2009/04/04

Rafalution



Her ligin kendi iç dinamikleri, kendine haz özellikleri; artıları, eksileri var. İspanya'da elinizde ne kadar forvet varsa sürüp ligde söz sahibi olabiliyorsunuz örneğin. Rusya'da parayı kim basmışsa o şampiyon oluyor veya Almanya, açıklarını geleneği, stadyumları ve bol gollü maçlarıyla kapatıyor. İngiltere'de ligi 2-3 sene domine etmek demek aynı zamanda Avrupa'yı domine etmek anlamına geliyor. En azından milenyumda durum böyle. Şampiyonluk adayı beşinci bir takımın hiç çıkmaması, Premiership'in diğer büyük liglerden eksik yanı. Ama bu açık orta sıra-alt sıralardaki müthiş çekişme ve üstteki 4 takımın kalitesiyle kapatılıyor. Zirvede kalmak zirveye ulaşmaktan çok daha zor. Sir Alex bütün kupaları süpürerek bu sezonu en başarılı şekilde bitirebilir ama arkadan gelenler çok sağlam: Liverpool ve Arsenal. Biri daha gümbür gümbür geliyor, diğeri daha ağırdan. Liverpool, futbolun adaleti gereği bu sezon şampiyon olmak zorunda. Daha önceki senelerde hep daha farklı yapılarla karşımıza çıkan takımlara kupa verildi: Vieralı Arsenal, Mourinholu Chelsea ve Ronaldo devrimiyle Manchester United. Liverpool an itibariyle Manchester'dan daha büyük favori; ancak buralara anlık bir dokunuşuyla gelemiyor takımlar (Mourinho&Abramovich saygılar), bir süreç gerekiyor. Liverpool bugünkü yerini Rafalution'a borçlu. Noat Samisa sezon başından beri söylüyor, eğer Liverpool bu sene şampiyon olacaksa bu yardımcı aktörlerin maçlar kazandırmasıyla olacak. Dün Benayoun attı, yarın bir başkası atacak. Ama şu var ki Rafa Benitez'in Liverpool'u her daim 4'lünün en tehlikeli ikisinin içinde yer alacaksa da ciddi anlamda dominasyon sağlayacak bir kadro yapısı yok. Rafa'nın bir eksisi, bunu tersine çevirebileceğini de düşünmüyorum. Benitez'in 15 sene takımda kaldığını farz edelim, 5 şampiyonluk kazandırabilir örneğin, ama bunların gidişatı 2009-2013-2019-2021-2024 şeklinde olacaktır benim kanaatim. Arsene Wenger, üçüncü kuşağını yetiştiriyor. Sir Alex'in son yıllarını yaşadığı, Liverpool'un aynı ayarda gittiği, Chelsea'nin de belini doğrultamadığı bir dönemde Arsenal altın çağını yaşayabilir. Şu halleriyle bile 4'lü arasından en geniş kadroya sahip takım Arsenal. Bu arada O'Neill'ın da Moyes'a katılmasıyla bu 4lüyü her daim zorlayacak iki baş altı ekibi daha geliyor. Manchester City ve Tottenham ise ligin Kayserisporluğunu yapmaya devam edecekler.

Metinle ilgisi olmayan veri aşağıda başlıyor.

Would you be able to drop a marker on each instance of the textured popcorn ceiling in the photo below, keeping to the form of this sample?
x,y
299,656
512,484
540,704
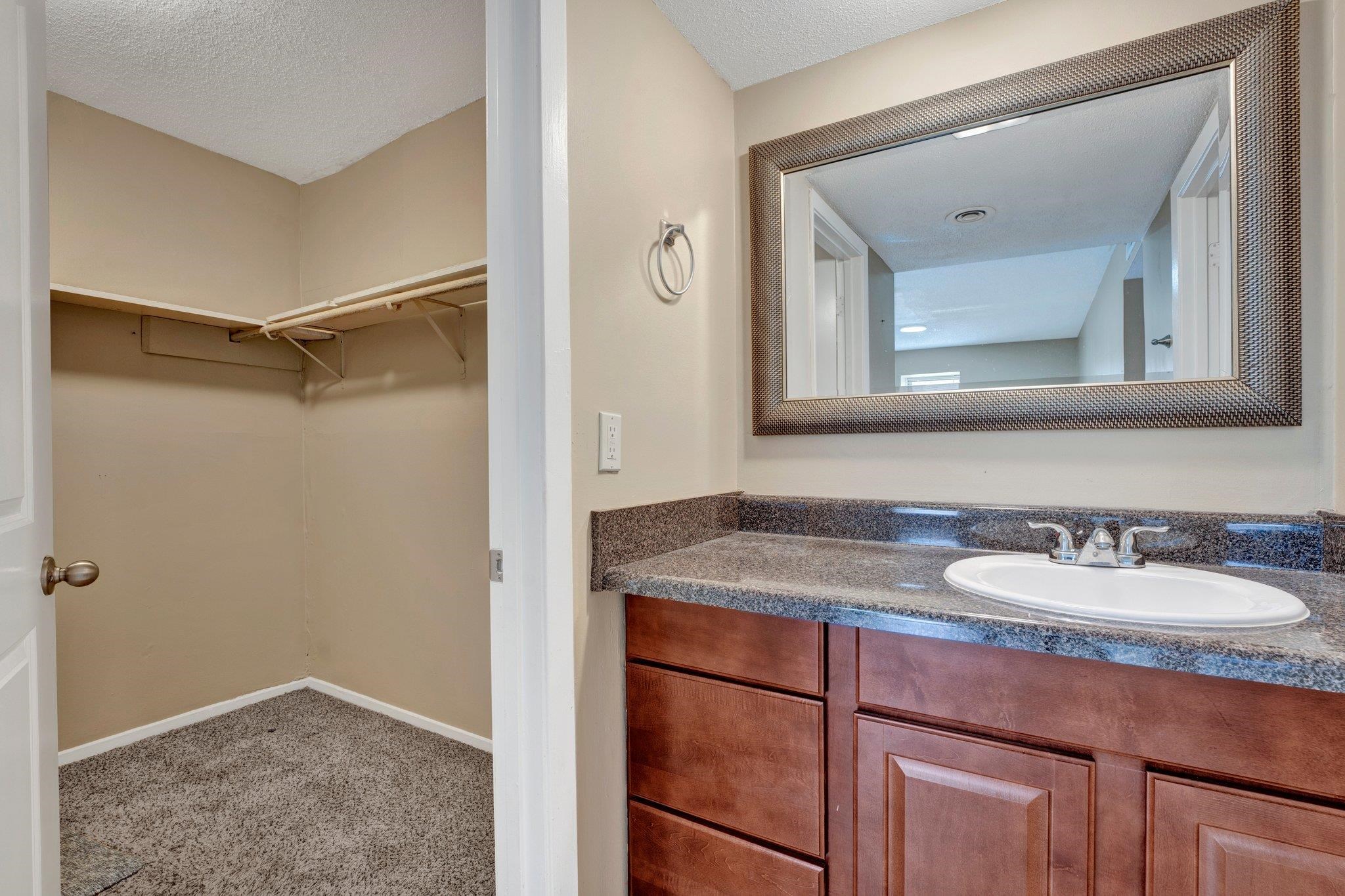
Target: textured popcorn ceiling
x,y
752,41
299,88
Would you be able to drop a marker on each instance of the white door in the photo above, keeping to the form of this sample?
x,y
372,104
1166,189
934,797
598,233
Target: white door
x,y
29,826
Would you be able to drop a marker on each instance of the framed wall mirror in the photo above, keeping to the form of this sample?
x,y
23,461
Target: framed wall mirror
x,y
1110,241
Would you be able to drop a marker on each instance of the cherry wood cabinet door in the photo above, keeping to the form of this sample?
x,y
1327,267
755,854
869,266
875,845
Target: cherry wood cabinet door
x,y
940,815
1215,842
673,856
738,757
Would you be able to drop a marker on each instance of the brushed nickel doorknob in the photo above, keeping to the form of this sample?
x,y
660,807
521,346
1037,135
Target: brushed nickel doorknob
x,y
78,574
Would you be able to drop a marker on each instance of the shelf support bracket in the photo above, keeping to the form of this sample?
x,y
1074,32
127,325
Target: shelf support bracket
x,y
324,366
456,347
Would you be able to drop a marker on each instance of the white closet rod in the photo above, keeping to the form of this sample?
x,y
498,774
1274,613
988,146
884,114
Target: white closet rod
x,y
370,304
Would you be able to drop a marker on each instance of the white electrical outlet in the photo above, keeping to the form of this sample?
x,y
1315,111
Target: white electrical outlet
x,y
608,442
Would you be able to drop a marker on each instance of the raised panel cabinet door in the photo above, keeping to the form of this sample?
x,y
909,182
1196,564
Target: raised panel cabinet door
x,y
1215,842
739,757
671,856
940,815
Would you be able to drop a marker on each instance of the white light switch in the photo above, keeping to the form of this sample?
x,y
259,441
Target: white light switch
x,y
609,442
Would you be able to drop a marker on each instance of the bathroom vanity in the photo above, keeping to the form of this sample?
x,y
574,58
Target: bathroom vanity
x,y
826,715
772,756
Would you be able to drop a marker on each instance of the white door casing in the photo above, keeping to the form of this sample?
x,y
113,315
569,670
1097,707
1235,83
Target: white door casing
x,y
531,522
29,821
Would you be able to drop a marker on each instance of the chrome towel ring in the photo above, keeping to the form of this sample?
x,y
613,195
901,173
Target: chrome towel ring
x,y
667,237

Liverpool bu sene bir kez daha son dakika golüyle kazandı. Guardian minute-by-minute'ine göz gezdirirken "37 min: THIS IS GETTING SILLY NOW. Liverpool hit the woodwork for the fourth time," gözüme takıldı. Alışılan Liverpool beraberliği demek, sanırım acımasızlık olur. Zaten şampiyonluğa giden yolda bunları çoktan aşmış gözüküyorlar: Liverpool, 55 golle ligin en çok gol atan takımı. Rafael Benitez, hak ettiği saygıyı çok da fazla görmeyen bir teknik direktör, İngiltere'de bulunduğu 5 yıllık sürede diğerleri kadar ilgi görmedi. Hakkını verip beklentileri yüksek tutanın bu adam olduğunu unutmamak gerek. Fakat daha önce de şikayet edildiği üzere transferde doğru adamı bulmada çok sıkıntılı bir teknik direktör Rafa Benitez. Düşük bütçeli transferlerde -Arbeloa, Reina, Skrtel, Agger, Benayoun- gayet başarılı olsa da büyüklerde dikiş tutturulamıyor. Liverpool'un genel bir dominasyon kuramamasının nedeni de işte bu kadro yapısı olacak. Benitez, sistem içi sistem dışı oyuncu açığını, sistem içi yardımcı oyuncularla kapatıyor. Bu "sistem içinde kalan sistem dışı" oyuncuların en güzel örneği tabi ki Cristiano Ronaldo. Alternatiflere bakıldığında öndeki üçlünün soluna belki böyle bir adam monte edilebilir, ama Benitez'in böyle bir işe kalkışmayacağını da gayet iyi biliyoruz. Bu oyun karakterini 2-3 sene daha aynı şekilde koruyabilirse, çok daha büyük alkışları hak edecekler.